Die sofortige Beschwerde der Beklagten gegen den Kostenfestset-zungsbeschluss der Rechtspflegerin des Landgerichts Duisburg vom 28. Februar 2002 wird kostenfällig zurückgewiesen.

Gründe

Das gemäß § 104 Abs. 3 Satz 1 ZPO in Verbindung mit § 11 Abs. 1 RpflG als sofortige Beschwerde zulässige Rechtsmittel der Beklagten bleibt in der Sache ohne Erfolg.

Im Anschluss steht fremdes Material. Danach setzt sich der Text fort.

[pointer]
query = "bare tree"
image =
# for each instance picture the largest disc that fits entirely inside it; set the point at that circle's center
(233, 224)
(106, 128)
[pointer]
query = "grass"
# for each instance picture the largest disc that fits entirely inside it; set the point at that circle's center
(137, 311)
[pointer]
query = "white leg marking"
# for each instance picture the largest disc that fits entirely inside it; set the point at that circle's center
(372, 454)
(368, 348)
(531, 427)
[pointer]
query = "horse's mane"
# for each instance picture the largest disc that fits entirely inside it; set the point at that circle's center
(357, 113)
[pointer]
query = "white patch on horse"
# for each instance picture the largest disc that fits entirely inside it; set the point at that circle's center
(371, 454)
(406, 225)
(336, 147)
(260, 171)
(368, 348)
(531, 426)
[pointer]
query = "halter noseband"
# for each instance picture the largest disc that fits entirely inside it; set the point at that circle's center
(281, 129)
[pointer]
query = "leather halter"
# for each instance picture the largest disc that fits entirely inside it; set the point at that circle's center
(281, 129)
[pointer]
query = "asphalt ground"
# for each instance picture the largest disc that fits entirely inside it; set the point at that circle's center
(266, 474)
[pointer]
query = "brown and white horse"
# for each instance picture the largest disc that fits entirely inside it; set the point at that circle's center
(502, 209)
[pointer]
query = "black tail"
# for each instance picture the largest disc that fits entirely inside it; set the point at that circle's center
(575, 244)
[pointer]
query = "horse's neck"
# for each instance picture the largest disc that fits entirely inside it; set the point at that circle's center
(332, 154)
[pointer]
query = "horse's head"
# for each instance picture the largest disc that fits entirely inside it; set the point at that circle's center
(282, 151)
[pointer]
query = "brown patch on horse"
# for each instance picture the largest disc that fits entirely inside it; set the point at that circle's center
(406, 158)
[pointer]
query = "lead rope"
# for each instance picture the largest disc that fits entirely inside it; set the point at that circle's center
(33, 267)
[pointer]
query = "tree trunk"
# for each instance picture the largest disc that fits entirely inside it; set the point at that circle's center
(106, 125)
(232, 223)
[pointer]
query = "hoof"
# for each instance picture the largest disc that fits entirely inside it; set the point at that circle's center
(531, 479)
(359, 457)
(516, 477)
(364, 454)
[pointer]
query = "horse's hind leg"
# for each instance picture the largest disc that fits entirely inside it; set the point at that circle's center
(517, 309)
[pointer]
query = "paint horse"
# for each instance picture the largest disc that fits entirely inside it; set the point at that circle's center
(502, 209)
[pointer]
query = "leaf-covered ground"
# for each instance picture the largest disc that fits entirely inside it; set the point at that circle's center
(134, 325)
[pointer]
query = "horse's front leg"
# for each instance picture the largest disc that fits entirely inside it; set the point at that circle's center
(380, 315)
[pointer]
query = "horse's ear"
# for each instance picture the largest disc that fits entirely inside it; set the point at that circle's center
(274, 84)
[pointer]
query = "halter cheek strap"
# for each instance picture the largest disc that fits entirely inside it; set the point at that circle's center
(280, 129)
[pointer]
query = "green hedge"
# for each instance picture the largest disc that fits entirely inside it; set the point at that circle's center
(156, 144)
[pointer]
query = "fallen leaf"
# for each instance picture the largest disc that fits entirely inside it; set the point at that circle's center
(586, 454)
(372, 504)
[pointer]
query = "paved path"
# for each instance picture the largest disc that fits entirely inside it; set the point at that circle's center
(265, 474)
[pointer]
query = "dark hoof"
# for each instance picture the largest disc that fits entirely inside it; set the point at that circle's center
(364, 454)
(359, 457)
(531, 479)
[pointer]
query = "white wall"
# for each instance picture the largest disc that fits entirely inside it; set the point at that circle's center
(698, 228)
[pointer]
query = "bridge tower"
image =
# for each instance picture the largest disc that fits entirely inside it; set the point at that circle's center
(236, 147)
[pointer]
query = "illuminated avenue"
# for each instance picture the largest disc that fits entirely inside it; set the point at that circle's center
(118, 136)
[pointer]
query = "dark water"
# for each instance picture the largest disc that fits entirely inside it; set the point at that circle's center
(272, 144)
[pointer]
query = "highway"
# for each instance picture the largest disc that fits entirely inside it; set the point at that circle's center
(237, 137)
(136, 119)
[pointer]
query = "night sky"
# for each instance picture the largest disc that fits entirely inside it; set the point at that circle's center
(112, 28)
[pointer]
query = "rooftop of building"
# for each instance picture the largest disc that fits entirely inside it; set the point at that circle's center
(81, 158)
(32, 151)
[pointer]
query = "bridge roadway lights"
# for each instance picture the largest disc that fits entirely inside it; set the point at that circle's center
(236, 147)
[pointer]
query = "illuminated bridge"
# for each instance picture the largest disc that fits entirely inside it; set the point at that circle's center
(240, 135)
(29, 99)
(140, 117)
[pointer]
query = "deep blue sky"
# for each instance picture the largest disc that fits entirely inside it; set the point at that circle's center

Zu Recht hat die Rechtspflegerin die aufgrund des Versäumnisurteils des Landgerichts Duisburg vom 23. August 2000 und aufgrund des Urteils vom 28. Februar 2001 von dem Kläger an die Beklagte zu erstattenden Kosten auf 1.142,48 EUR (DM 2.234,50) nebst Zinsen von 5 Prozentpunkten über dem Basiszinssatz nach § 1 des Diskont-Überleitungsgesetzes vom 9. Juni 1998 seit dem 9. März 2001 festgesetzt. Die vorgenommenen Absetzungen, gegen die sich die Beklagte mit ihrem Rechtsmittel wendet, sind zu Recht erfolgt.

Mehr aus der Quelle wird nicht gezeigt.